Wszystkie ugrupowania polityczne w Parlamencie, z wyjątkiem Tożsamości i Demokracji (ID) oraz Grupy Europejskich Konserwatystów i Reformatorów (EKR), do której należy polski rząd, wzywają do wstrzymania zatwierdzenia polskiego planu naprawy.

„Rządu, który neguje prymat prawa UE i narusza zasady praworządności, nie można uznać za godnego zaufania, jeśli chodzi o wypełnianie zobowiązań i zobowiązań wynikających z naszych instrumentów prawnych, co obejmuje odpowiednie kryteria oceny krajowych planów naprawy i odporności” – napisały grupy w list do von der Leyen.

Tymczasem najwyższy sąd UE nałożył na Warszawę milion euro dziennie za niewykonanie letnich nakazów zniesienia Izby Dyscyplinarnej Sądownictwa, co zdaniem krytyków zagraża niezależności sądownictwa.

Z drugiej strony Węgry wystąpiły o 7,2 mld euro dotacji w ramach Funduszu Naprawczego Unii Europejskiej, a dialog trwa nadal w sprawie zatwierdzenia.

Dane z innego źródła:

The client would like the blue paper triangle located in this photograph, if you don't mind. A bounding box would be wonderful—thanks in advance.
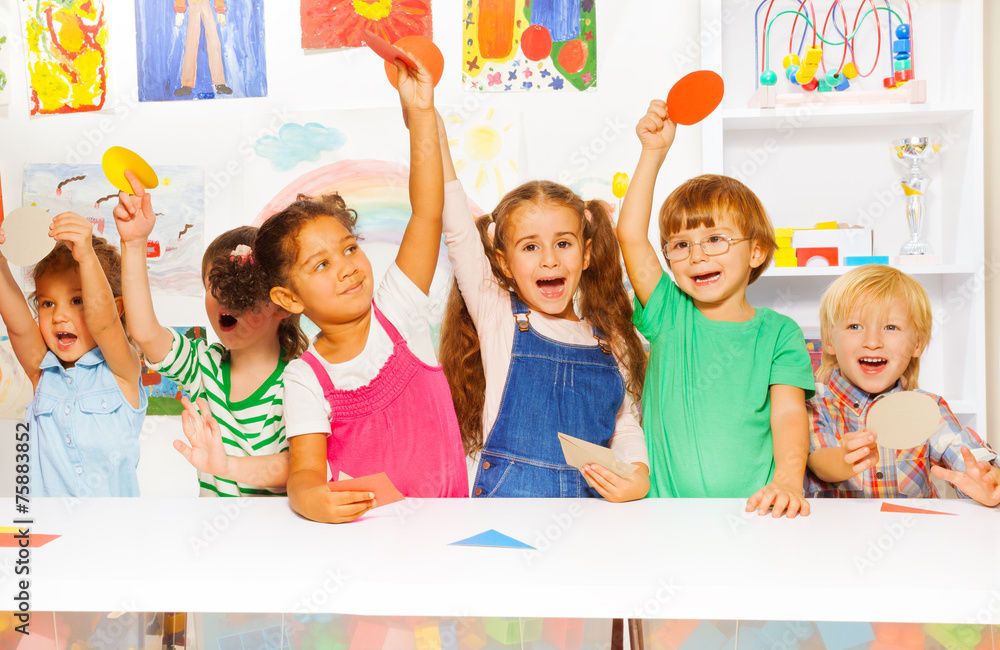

W tym przypadku Komisja Europejska apeluje o więcej wysiłków na rzecz walki z korupcją i chciałaby wprowadzenia systemu monitorowania „konfliktów interesów, korupcji i oszustw oraz unikania podwójnego finansowania”. Na rząd węgierski wywierana jest również presja w związku z niedawno przyjętym ustawodawstwem postrzeganym jako dyskryminujące mniejszości seksualne.

Rada Europejska w lipcu ubiegłego roku zatwierdziła łączną kwotę funduszu NextGenerationEU w wysokości 750 mld euro i będzie działał od 2021 do 2023 roku.